Friday, May 27, 2011

We'll See

My friend (and sister) suggested this. Maybe its what I need, an outlet to write on. I suppose I should just get it out and say I haven't quite gotten over her. All signs are pointing that she's over me and I want to be over her. Its' like, I don't know, maybe I just get easily lonely.


I see other couples and even though I don't know if all is sane in their paradise, I just wonder if I'm doing something wrong or wonder why I can't have that.

What do I need to do to get my mind off of this. I need to be better at being single. It just sucks that I can be such a hopeless romantic. I easily fall for women. The bad part is that I really develop feelings for my friends that are girls. Sarah its a wonder I havent gone after you yet lol.

Lauren, Rose, Amanda, Melissa, Kim, why do I have these feelings for them when I know they won't work. Kim an Rose will be in CA, Lauren has moved on, Melissa only sees me as a friend, and Amanda is the enigma.

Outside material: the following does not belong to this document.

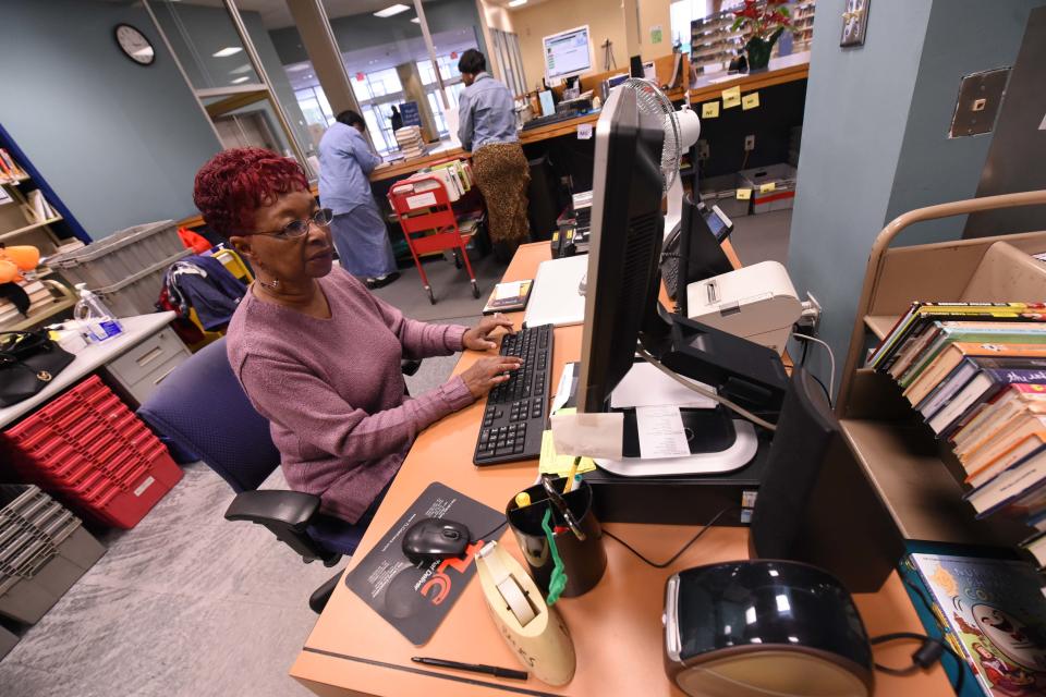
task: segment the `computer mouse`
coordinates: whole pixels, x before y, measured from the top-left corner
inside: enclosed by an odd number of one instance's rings
[[[403,554],[412,564],[461,557],[471,541],[469,528],[446,518],[422,518],[403,535]]]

I suppose what I'm getting at is I don't know what I want right now. I want a girl, I want to hold her and have her feel that she's safe with me, I want to be able to tell her I love her and hold her hands. However, am I really ready for that? There's still alot I can't do. Hell I can't even drive where I want when I want. I want to force myself to just be glad to be single. But every time I think about it, thats when I'm reminded how lonely I am.

Times like this make me wish I was a bit more casual around girls. Being so damn sensitive at this age and so damn romantic really isn't getting me anywhere.